Потапову в этой жизни все дается слишком легко. После разговоров с ним большинство преподов послушно закрывают глаза на его пропуски и на халяву рисуют Егору зачеты. Противоположный пол и вовсе начинает истекать слюной, стоит Потапу появиться в радиусе ста метров, даже самые умные девчонки рядом с ним теряют последние мозги, и это все меня несказанно бесит.
Глава 3
Егор
В юности, когда плоть ещё глупа и беспощадна,
азарт поглощает все прочие чувства: и жалость,
и осторожность, и даже инстинкт самосохранения.
(с) «Обещание нежности», Олег Рой.
Первым из аудитории вываливается Веселовский. Смешно перебирает длинными тощими ногами, любовно придерживая драгоценный сосуд – красно-белую алюминиевую банку.
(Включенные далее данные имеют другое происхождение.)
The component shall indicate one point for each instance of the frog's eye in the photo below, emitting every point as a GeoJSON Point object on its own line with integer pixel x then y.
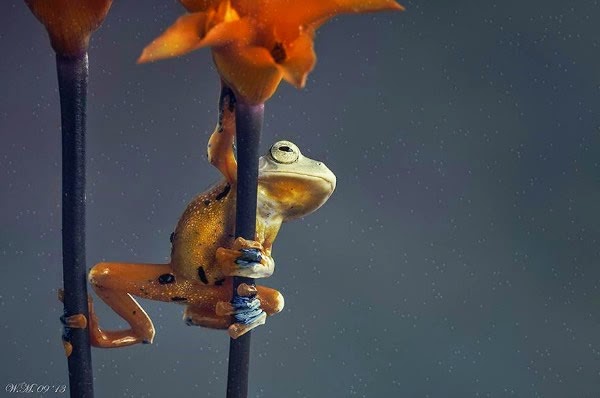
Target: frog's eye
{"type": "Point", "coordinates": [285, 152]}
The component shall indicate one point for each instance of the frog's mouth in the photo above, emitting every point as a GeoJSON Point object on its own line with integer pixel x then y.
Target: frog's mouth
{"type": "Point", "coordinates": [325, 180]}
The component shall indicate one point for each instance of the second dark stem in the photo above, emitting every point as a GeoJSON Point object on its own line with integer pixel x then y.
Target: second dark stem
{"type": "Point", "coordinates": [72, 84]}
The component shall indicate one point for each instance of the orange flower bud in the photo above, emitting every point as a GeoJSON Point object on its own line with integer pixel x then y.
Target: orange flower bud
{"type": "Point", "coordinates": [70, 23]}
{"type": "Point", "coordinates": [256, 43]}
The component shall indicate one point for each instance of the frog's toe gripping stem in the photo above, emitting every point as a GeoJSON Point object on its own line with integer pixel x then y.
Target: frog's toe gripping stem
{"type": "Point", "coordinates": [247, 258]}
{"type": "Point", "coordinates": [251, 308]}
{"type": "Point", "coordinates": [77, 321]}
{"type": "Point", "coordinates": [238, 329]}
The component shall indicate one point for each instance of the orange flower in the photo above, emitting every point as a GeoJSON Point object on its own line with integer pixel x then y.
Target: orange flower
{"type": "Point", "coordinates": [255, 43]}
{"type": "Point", "coordinates": [70, 23]}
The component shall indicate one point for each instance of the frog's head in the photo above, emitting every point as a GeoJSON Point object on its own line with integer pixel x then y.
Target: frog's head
{"type": "Point", "coordinates": [290, 184]}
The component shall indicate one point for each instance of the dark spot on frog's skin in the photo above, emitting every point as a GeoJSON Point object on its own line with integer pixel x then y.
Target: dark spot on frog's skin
{"type": "Point", "coordinates": [223, 194]}
{"type": "Point", "coordinates": [166, 278]}
{"type": "Point", "coordinates": [278, 53]}
{"type": "Point", "coordinates": [176, 298]}
{"type": "Point", "coordinates": [202, 275]}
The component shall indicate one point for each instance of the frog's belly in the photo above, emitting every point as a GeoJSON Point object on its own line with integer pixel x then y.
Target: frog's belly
{"type": "Point", "coordinates": [206, 225]}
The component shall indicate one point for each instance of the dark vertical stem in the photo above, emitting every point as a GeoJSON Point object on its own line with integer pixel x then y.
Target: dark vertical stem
{"type": "Point", "coordinates": [72, 84]}
{"type": "Point", "coordinates": [249, 119]}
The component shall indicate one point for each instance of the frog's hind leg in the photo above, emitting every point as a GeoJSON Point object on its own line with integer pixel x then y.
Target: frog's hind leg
{"type": "Point", "coordinates": [115, 283]}
{"type": "Point", "coordinates": [217, 313]}
{"type": "Point", "coordinates": [220, 144]}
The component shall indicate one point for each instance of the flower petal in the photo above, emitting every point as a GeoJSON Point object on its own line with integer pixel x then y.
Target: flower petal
{"type": "Point", "coordinates": [250, 71]}
{"type": "Point", "coordinates": [288, 15]}
{"type": "Point", "coordinates": [200, 5]}
{"type": "Point", "coordinates": [191, 32]}
{"type": "Point", "coordinates": [300, 60]}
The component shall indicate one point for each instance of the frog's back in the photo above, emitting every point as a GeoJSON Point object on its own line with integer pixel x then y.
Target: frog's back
{"type": "Point", "coordinates": [207, 223]}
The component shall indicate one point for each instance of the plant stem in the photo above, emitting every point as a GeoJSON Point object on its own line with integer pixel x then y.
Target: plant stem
{"type": "Point", "coordinates": [249, 120]}
{"type": "Point", "coordinates": [72, 83]}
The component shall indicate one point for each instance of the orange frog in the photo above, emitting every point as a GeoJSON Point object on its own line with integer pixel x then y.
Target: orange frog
{"type": "Point", "coordinates": [205, 256]}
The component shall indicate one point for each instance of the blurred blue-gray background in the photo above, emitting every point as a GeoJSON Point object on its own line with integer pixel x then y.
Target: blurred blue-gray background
{"type": "Point", "coordinates": [458, 257]}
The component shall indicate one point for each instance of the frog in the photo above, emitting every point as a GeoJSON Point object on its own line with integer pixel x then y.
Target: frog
{"type": "Point", "coordinates": [205, 253]}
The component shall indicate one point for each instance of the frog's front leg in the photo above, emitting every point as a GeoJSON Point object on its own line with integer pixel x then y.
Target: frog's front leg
{"type": "Point", "coordinates": [246, 258]}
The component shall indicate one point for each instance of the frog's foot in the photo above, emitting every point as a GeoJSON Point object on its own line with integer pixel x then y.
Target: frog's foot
{"type": "Point", "coordinates": [250, 308]}
{"type": "Point", "coordinates": [247, 258]}
{"type": "Point", "coordinates": [77, 321]}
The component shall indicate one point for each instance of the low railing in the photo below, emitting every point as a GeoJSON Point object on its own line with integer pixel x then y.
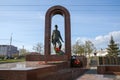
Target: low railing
{"type": "Point", "coordinates": [109, 60]}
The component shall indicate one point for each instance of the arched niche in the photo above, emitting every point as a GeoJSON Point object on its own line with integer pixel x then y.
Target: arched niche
{"type": "Point", "coordinates": [67, 28]}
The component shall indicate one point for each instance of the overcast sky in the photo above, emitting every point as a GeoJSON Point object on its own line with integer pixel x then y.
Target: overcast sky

Иногда мне кажется, что друг на семьдесят процентов состоит не из воды, а из кока-колы.
Я выкатываюсь следом. Злой, взъерошенный и готовый взорваться от малейшей искры. Снимаю с черной рубашки длинный светлый волос и, нахмурившись, сплевываю себе под ноги.
– Посещаемость, аккредитация, отчисление, ничего не забыл? – пинаю носком кроссовка скомканную бумажку и задумчиво морщу лоб, прикидывая, что с прогулами придется завязывать. Ну, или хотя бы сократить их количество до приемлемого. Потому что пополнять ряды неудачников, покинувших стены альма матер без заветной корочки на последнем году обучения, не хочется. Отец и так всю плешь проел на тему хренового рейтинга.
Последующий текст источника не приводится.